The state’s secretary of state office put it down to a database glitch, while Secretary of State Jena Griswold, a Democrat, insisted the online voter registration system would block those recipients when they tried to go through.
It comes at a time of widespread skepticism of voting integrity following the 2020 presidential election and as Griswold, who has touted her role as a national advocate for secure elections, seeks reelection in the November midterms. The incumbent faces Republican Pam Anderson, a former suburban Denver clerk and head of the state’s county clerks association, who is a staunch advocate of Colorado’s all-mail voting system.
State GOP chairwoman, Kristi Burton Brown, condemned Griswold for the error, saying in a Monday statement to the Associated Press that “Jena Griswold continues to make easily avoidable errors just before ballots go out” by mail.

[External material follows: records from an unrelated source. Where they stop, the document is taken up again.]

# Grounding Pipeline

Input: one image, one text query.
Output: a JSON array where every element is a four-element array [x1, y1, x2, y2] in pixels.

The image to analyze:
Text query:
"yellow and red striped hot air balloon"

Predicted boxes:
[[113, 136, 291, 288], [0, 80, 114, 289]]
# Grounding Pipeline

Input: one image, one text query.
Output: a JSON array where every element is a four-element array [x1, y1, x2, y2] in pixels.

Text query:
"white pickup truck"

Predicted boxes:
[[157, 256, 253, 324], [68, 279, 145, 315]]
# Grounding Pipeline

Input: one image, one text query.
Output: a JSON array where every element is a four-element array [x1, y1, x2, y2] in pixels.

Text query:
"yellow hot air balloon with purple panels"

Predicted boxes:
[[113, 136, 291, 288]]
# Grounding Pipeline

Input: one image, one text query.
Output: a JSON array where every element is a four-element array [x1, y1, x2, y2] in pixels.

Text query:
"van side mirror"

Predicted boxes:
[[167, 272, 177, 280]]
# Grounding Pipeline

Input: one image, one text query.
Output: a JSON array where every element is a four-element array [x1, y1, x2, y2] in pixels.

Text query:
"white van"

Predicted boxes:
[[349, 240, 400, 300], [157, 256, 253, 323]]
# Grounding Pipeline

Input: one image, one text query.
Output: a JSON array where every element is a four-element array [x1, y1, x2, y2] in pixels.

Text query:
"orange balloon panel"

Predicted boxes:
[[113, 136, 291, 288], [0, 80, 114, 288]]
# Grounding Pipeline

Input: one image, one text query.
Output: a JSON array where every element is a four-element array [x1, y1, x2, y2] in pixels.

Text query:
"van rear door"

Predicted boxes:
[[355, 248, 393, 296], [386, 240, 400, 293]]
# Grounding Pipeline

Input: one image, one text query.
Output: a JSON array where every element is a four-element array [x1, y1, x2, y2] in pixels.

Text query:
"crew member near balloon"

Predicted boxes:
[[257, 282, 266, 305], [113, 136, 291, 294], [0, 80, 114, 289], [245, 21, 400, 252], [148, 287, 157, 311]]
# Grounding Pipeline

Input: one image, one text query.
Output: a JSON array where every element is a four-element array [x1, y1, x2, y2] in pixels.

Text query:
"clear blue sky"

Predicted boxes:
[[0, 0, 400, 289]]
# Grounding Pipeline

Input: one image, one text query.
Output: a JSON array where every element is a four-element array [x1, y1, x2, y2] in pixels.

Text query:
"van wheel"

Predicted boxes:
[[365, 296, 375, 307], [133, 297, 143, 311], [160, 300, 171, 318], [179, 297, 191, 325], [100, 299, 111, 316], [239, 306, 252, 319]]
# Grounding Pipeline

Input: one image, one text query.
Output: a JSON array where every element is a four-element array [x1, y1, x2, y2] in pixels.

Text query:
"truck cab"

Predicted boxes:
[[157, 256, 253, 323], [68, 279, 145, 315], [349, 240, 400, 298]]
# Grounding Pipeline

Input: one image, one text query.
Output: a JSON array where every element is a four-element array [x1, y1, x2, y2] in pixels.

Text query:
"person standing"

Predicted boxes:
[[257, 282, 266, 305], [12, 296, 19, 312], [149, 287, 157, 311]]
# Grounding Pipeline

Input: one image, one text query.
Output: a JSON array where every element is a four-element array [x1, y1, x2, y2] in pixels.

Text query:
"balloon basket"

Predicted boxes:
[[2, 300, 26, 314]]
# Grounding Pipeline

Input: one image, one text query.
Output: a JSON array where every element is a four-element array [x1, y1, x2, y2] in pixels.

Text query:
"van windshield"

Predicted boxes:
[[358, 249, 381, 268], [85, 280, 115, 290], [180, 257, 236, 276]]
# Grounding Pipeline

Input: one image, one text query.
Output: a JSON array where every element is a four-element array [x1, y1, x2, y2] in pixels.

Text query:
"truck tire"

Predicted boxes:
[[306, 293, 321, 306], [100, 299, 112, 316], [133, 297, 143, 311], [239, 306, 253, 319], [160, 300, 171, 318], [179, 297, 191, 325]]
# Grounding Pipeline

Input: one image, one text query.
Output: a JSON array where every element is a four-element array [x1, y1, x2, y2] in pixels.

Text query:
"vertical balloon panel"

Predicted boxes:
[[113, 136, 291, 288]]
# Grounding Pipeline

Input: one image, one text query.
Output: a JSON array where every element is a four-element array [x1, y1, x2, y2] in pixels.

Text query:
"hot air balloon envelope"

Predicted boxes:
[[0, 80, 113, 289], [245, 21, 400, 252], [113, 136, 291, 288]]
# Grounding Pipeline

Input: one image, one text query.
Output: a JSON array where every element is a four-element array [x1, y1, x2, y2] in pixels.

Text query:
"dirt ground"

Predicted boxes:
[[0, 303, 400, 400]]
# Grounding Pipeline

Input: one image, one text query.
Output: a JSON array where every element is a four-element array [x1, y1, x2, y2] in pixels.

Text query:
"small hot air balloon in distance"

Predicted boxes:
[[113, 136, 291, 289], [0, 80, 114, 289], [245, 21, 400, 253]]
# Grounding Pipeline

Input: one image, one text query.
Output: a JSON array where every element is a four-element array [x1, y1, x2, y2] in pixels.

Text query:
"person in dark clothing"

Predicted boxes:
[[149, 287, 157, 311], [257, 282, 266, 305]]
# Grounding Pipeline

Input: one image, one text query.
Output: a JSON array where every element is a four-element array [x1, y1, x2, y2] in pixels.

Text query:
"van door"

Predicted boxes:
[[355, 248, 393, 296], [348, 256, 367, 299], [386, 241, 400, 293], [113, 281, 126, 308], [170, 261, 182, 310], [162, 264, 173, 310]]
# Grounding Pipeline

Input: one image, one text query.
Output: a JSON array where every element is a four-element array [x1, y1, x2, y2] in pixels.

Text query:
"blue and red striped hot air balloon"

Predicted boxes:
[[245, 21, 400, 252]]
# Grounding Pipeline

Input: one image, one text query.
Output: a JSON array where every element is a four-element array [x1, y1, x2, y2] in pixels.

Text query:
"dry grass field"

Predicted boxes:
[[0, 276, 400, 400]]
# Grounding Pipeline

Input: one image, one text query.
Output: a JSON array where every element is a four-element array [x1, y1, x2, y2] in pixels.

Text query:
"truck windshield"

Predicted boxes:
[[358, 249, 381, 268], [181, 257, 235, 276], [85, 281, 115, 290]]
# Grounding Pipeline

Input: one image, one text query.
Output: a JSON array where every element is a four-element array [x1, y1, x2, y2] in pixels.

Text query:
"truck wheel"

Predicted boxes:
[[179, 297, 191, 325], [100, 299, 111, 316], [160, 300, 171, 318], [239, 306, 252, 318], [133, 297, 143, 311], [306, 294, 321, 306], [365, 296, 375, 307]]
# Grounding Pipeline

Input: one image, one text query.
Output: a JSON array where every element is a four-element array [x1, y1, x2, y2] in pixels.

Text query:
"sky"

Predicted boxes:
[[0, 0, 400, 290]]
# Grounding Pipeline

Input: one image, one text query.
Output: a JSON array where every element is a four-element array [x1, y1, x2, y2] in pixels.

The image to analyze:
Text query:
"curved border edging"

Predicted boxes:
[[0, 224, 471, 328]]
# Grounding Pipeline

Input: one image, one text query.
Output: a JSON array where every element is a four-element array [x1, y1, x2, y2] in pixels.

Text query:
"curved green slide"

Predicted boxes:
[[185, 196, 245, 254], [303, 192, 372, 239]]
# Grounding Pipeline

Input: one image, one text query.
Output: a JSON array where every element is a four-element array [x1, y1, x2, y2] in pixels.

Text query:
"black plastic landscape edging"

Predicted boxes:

The error occurred as Griswold’s office mailed the notices on Sept. 27 to residents who had non-citizen Colorado driver’s licenses. The message on the front reads, “Make sure your voice is heard this November,” and then directs people to “Register to VOTE today at www.GoVoteColorado.gov,” according to Colorado Public Radio News.
Colorado sends postcards every two years to eligible but not yet registered residents, encouraging them to vote.
“Our records indicate that you or your household may be eligible to vote, but do not appear to be registered at your current address,” the postcards said. The report said the mailing did include the state’s voter eligibility requirements, such as age, nationality, and being a long-term local resident for at least 22 days.